A stamp that mistakenly featured the image of a Statue of Liberty replica in Las Vegas instead of the original New York statue will cost the U.S. Postal Service $3.5 million in a copyright infringement lawsuit.

Las Vegas sculptor Robert Davidson sued the Postal Service five years ago over its 2011 “forever” stamp design.

His Lady Liberty replica is located in the facade at the New-York-New-York casino-resort on the Las Vegas Strip.

Attorneys for the Postal Service said Davidson’s design was too similar to the original statue for him to claim copyright. However, Davidson’s lawyers maintained that his version of Lady Liberty was more “fresh-faced” and “sultry” compared to the original New York statue, Fox News reported.

According to court documents, Davidson said he wanted his replica to provide the feel of New York’s iconic skyline without duplicating it, Fox News reported.

Federal Judge Eric Bruggink agreed that his work was an original design with a more “modern”, “feminine” and contemporary face.
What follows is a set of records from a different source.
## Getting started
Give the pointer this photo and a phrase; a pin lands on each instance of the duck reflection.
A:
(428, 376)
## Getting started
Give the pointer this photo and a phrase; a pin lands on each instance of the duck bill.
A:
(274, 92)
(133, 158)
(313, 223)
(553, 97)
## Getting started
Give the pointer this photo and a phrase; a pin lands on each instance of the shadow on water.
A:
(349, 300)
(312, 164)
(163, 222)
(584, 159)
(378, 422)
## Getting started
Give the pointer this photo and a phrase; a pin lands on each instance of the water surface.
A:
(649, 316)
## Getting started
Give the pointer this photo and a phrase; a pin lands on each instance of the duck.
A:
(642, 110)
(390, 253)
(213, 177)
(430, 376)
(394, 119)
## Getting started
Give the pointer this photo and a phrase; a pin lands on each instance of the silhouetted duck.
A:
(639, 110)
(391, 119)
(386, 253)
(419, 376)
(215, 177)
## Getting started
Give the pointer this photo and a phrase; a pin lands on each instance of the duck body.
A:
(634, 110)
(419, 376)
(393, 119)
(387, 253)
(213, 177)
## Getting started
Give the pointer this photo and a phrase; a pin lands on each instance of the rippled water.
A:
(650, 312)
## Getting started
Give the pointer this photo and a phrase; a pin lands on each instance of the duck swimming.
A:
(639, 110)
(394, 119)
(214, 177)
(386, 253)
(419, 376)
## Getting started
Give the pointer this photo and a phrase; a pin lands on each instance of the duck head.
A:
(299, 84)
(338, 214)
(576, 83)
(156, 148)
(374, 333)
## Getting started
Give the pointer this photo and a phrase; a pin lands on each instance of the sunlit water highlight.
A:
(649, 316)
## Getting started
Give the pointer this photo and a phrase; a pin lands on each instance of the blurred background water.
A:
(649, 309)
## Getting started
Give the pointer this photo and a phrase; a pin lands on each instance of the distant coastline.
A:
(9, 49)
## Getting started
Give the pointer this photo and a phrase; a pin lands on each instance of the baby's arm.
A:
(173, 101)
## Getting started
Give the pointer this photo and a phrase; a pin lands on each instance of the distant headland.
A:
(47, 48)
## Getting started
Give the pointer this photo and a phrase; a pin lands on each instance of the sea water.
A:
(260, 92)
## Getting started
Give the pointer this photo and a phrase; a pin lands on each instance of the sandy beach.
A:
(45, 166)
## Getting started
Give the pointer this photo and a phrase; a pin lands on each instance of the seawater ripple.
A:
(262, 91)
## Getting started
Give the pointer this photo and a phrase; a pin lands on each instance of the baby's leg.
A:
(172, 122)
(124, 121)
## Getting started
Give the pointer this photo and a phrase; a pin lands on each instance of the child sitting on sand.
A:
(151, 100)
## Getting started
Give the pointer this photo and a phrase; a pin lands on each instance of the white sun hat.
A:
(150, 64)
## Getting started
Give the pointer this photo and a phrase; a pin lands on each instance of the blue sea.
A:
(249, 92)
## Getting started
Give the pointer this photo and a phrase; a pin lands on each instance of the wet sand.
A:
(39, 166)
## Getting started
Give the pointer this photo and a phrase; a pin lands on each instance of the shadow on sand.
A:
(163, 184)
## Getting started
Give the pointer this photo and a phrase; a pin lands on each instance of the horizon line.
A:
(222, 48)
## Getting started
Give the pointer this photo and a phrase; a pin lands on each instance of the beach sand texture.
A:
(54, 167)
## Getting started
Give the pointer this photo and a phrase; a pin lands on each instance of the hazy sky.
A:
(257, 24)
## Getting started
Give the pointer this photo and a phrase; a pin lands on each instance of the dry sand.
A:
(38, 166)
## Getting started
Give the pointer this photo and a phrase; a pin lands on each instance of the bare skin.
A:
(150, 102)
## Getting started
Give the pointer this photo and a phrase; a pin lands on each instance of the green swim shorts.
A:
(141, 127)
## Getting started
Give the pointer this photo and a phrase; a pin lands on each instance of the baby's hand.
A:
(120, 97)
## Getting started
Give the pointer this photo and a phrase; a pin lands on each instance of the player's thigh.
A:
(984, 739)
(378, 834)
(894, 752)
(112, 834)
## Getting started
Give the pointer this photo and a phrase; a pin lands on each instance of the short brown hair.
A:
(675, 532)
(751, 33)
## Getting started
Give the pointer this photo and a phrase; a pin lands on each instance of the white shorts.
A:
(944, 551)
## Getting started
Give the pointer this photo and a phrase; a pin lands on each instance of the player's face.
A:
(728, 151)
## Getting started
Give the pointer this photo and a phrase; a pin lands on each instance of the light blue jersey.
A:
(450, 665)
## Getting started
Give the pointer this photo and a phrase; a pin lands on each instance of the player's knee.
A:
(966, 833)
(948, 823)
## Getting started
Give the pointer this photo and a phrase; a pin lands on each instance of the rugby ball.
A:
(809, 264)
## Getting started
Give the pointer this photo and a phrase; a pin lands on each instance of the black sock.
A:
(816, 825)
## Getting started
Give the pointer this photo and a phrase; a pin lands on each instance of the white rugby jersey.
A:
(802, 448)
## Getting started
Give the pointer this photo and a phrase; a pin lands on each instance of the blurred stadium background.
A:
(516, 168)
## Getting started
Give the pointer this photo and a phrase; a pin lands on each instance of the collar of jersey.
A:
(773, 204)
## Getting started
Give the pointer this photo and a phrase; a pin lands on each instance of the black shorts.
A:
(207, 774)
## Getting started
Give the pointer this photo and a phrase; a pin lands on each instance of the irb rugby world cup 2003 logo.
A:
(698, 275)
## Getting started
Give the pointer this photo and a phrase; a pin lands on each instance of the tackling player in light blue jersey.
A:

Bruggink ordered the Postal Service to pay $3.5 million to Davidson.

Davidson originally earned $233,000, after manufacturing costs, for the replica statue, according to The New York Times.

The Postal Service took in $70 million profit from the forever stamp and had been releasing the stamps for at least three months before finding out it was not the New York statue, the Times reported. The post office discontinued the design in 2014, and had amassed some $2.1 billion from the sale of 4.9 billion stamps by then, the report said.

“As the court noted, Mr. Davidson’s artistic creation of the Las Vegas Lady Liberty is highly unique and attractive, which is what prompted the U.S. Postal Service to select a photo of his work for the second ever Forever Stamp, over hundreds of other images,” Davidson’s attorney Todd Bice said, according to Fox News.

The Associated Press contributed to this report.